In our journey through the recipes from Chapter 3, Using the JavaScript Hubs Client API and their adaptation to the .NET client Hubs library, we have just arrived at the point where we have to modify the recipe that has a similar name, in which we saw how we can define a client-side method to be called directly from inside a remote Hub. The server that we built there is already calling back its caller; therefore, in this recipe, we'll just need to connect to it, call the Say() method, and wait for the callback to happen.
The following code will connect to the EchoHub exposed in the Adding a client-side method on the proxy and calling it from the server recipe from Chapter 3, Using the JavaScript Hubs Client API, which we have to run before testing this Recipe.
Let's create a console application project as described in the introduction, and let's name it Recipe23. The source code of the Program class must be modified using the following steps:
- Let's write the skeleton of our client code as follows:
using System; using System.Threading.Tasks; using Microsoft.AspNet.SignalR.Client; static void Main(string[] args) { Do().Wait(); } static async Task Do() { const string url = "http://localhost:42171"; var connection = new HubConnection(url); var echo = connection.CreateHubProxy("echo"); ... }The port number we specify (
42171) must match the port number used in the server project that we are connecting to. Please verify if that's the case. More details about this code can be found in the previous recipes in this chapter. - On the proxy reference that we just retrieved, we can define any callback we might need. In this case, we proceed using the following code:
echo.On("Greetings", message => Console.WriteLine(message));The
On()method allows us to define a callback method, giving it a name and defining its arguments and body, which in this case is an instance of anActiondelegate receiving a string and printing it on the standard output window. It's like subscribing to an event, although the syntax is not the classic one for event handlers. When a server Hub pushes a method call on any of the available sets of connected clients (in the case of the server we are connecting to here,Clients.Caller), the request for that call is transferred onto the client and SignalR triggers the corresponding handler that we just registered over there usingOn(). The resolution, as usual, is performed at runtime.As for the JavaScript client, the declaration of these event handlers must be done before connecting to the server.

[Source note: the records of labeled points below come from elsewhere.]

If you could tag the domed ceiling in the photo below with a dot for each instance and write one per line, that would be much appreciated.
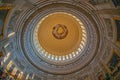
(57, 39)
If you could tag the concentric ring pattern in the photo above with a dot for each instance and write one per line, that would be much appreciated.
(55, 57)
(49, 59)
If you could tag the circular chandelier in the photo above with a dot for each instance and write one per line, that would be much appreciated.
(59, 43)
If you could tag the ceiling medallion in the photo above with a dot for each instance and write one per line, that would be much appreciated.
(60, 37)
(60, 31)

- Now we are ready to connect to our Hub using the following line of code:
await connection.Start();
This code is asynchronously initiating the connection and, as we already saw in earlier recipes, we are waiting for its completion thanks to the
awaitkeyword. - When the connection is ready, we can call the
Say()method exposed by the remote Hub with the following code:await echo.Invoke<string>("Say", "hello!");The call will be executed asynchronously, and again we wait for its completion.
- We eventually make our code wait for the user to press Enter before exiting the application. The following code depicts this:
Console.WriteLine("Press Enter to exit"); Console.ReadLine();This code follows an awaited statement, therefore it will be executed only when the asynchronous call to
Invoke()will be completed.
Launching the code, we will see how the hello! message pushed by the server towards the caller is eventually printed on the console.
What happens when we execute this code? The Invoke() call will trigger the execution of the Say() method on the server-side Hub, which we know will call back the caller trying to invoke a client-side method called greetings(), if available. In our case, we have registered one with the On() method, which will just print the received message parameter on the console.
This sample is already showing how asynchronous code can easily become difficult to grasp. You might have noticed that in steps 3 and 4, we perform two subsequent asynchronous calls using await; this means that the first call will be awaited, and when completed, the second one will be triggered and again awaited before calling Console.ReadLine(). We can really appreciate the advantages of the async/await syntax here, because without it we would have two nested callbacks, and code would be harder to read and understand.
On the other hand, we could easily play with this code and observe subtly different behaviors. Pay attention to the sequence of messages on the screen. You will see that the hello! messages are always printed before the Press Enter to exit one. The .NET client is, in some way, making the remote asynchronous call run synchronously with respect to the client-side Invoke() call. It's as if the On() handler became part of the body of the Invoke() call.
Because of what we just said, if we now try to remove the await keyword in front of the Invoke() call and then launch the application again, everything would work as before, except that the two messages on the screen would appear in reverse order! Why? The On() handler is executed as it was part of the call that triggered it (the Invoke() call), but the Invoke() call is not awaited now. Hence, the asynchronous execution of the whole block consisting of the Invoke() and On() calls is completed after the Console.WriteLine() line, because writing a message on the console is for sure much faster than any operation involving network communication. We still have a chance to see the hello! message on screen because the ReadLine() call is making the process wait for interaction, and this gives time for the asynchronous invocation to be completed. However, the flow is totally different. If in this case, we remove the ReadLine() call, we will not see the hello! message printed at all.
Hopefully, this short digression around asynchronous code has been interesting; however, a good understanding of such concepts is important to write better SignalR code for sure, especially when using the .NET client library.